Italian–American female rabbi (born 1947)

Rabbi Barbara Aiello (born November 6, 1947) is the first female rabbi in Italy, as well as Italy's first non-Orthodox rabbi. She was born in Pittsburgh to a family of Italian Jewish origin and was ordained at the Rabbinical Seminary International in New York at the age of 51.
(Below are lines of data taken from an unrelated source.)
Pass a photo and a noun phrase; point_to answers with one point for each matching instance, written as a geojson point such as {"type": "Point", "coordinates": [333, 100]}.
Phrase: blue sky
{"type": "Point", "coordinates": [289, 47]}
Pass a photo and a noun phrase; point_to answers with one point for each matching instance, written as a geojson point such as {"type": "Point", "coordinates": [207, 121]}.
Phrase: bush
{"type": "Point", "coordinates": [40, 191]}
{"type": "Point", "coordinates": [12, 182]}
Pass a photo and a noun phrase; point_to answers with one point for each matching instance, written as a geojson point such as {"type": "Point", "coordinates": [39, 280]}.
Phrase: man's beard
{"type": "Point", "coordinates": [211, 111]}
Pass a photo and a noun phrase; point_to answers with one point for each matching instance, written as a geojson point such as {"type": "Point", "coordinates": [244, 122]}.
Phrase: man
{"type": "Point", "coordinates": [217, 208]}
In 1977, Aiello created the "Kids on the Block" puppet troupe. In 2005, she conducted the first Passover seder in Sicily since 1492, when the Jews were expelled.
She also founded the Italian Jewish Cultural Center of Calabria and Sinagoga Ner Tamid del Sud (which is the first active synagogue in 500 years in Calabria). She initially moved to Milan in 2004, then to Serrastretta in 2006. She credits her familial connections to the Serrastretta region as part of the reasoning for why she was drawn to the region. Aiello's father, Antonio Abramo Aiello, was born in Serrastretta and came to the United States of America in 1923, and she has visited the region several times throughout her life to visit relatives.

"Kids on the Block" was a pioneering effort in helping include children with disabilities into school and society and develop positive attitudes toward children with disabilities. A gifted puppeteer, Aiello created a troupe of children puppets with varying disabilities e.g. using a wheelchair, visually impaired etc. She performed widely in elementary schools.